Northern cod numbers no reason to panic
Last week’s news on Northern Cod wasn’t what anyone was hoping for, but it’s no cause for panic.
There will be fluctuations in biomass from year to year in any stock that’s rebuilding. These same cod stocks had declines from 2009 to 2011, but the overall stock still increased 12-fold in the last 15 years, from an estimated 25,000 metric tonnes to 315,000 metric tonnes.
This year’s decrease was not a result of the very small stewardship fishery; natural mortality has been driving the trajectory of this stock since the moratorium. The harvest limits approved by DFO are extremely conservative and well below the threshold DFO Science identifies as not hindering overall growth of the stock. But the reality is that organizations such as the Groundfish Enterprise Allocation Council (GEAC) and its offshore corporate members want to kill inshore efforts to prepare and rebuild the Northern Cod fishery.
Their disingenuous interest in the conservation and sustainability of Northern Cod should not be taken seriously, especially given the fact that their offshore corporate trawlers continue to fish vulnerable, pre-spawning aggregations of cod on the province’s south coast.
With sustainability and conservation as a top priority, the inshore fishery continues to prepare for the return of groundfish.
The harvesting proposals put forward by the N.L. Groundfish Industry Development Council, a coalition of inshore harvesters and processing companies, are based on science.

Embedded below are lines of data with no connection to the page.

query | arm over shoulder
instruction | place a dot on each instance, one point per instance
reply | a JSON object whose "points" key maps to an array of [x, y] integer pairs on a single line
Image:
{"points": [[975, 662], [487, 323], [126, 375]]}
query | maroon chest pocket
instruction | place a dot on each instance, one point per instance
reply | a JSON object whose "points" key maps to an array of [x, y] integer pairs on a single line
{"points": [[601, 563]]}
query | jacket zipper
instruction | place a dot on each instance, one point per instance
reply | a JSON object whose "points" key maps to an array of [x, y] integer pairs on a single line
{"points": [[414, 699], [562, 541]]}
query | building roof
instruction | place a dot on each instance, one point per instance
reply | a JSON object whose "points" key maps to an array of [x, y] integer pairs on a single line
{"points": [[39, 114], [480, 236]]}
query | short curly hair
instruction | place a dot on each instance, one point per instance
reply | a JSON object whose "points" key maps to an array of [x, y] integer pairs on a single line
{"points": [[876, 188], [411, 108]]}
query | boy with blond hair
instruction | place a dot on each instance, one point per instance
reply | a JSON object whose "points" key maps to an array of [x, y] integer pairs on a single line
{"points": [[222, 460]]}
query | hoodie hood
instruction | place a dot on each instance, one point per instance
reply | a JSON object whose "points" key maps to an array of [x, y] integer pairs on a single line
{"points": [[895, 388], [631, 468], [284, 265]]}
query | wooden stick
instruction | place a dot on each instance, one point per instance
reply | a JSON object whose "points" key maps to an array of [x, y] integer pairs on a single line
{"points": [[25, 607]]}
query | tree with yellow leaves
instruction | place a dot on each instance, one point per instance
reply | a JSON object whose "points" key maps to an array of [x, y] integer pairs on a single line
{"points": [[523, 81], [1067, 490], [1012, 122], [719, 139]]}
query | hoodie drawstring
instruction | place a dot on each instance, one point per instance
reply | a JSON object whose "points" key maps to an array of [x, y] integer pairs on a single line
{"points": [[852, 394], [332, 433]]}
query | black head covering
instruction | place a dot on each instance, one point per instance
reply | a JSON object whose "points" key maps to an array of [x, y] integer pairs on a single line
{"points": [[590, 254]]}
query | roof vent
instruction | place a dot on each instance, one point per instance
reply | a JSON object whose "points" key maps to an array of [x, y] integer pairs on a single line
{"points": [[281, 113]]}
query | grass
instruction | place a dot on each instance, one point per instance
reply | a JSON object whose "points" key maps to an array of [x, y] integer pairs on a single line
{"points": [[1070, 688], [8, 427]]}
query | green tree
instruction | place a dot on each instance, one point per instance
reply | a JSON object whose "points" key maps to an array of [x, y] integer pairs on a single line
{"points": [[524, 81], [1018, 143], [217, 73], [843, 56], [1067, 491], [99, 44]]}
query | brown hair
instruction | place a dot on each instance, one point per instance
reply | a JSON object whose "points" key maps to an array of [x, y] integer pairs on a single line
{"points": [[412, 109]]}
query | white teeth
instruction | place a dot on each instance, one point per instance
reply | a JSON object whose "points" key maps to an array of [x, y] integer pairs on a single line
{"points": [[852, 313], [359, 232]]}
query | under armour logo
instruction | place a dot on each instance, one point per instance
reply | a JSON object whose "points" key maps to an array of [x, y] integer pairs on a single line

The union is co-leading a Fisheries Improvement Project (FIP) for Northern Cod in 2JK3L, which was recently graded “A” by Fisheryprogress.org for significant progress in addressing concerns around bait, endangered/threatened/protected species, harvest control rules and management plans.
What is needed is more focus on predation within the ecosystem and a better look at the impact of seals on the stock. For years, our organization has been calling on the federal government to step up and follow through with recommendations to control the seal population. There are approximately eight million seals in Atlantic Canada, and each adult can eat about two tonnes of prey each year, up to half of which is cod. That’s a lot of cod — substantially more than the small stewardship fishery harvests each year.
It is also crucial that the government implement measures to track removals from the recreational fishery. We need as much data as possible to tell the true picture of health of this stock.
For centuries, coastal communities in Newfoundland and Labrador relied on cod as their main economic driver. We need only to look to the introduction of the offshore dragger fleet to see how the collapse of our most prized resource began.
The inshore fishery employs thousands in harvesting, processing, transportation and servicing. The profits of which stay here in our province, contributing to the livelihoods of families and sustaining entire communities and regions.
The small-scale inshore fishery did not lead to the collapse of northern cod, nor is it hindering rebuilding efforts.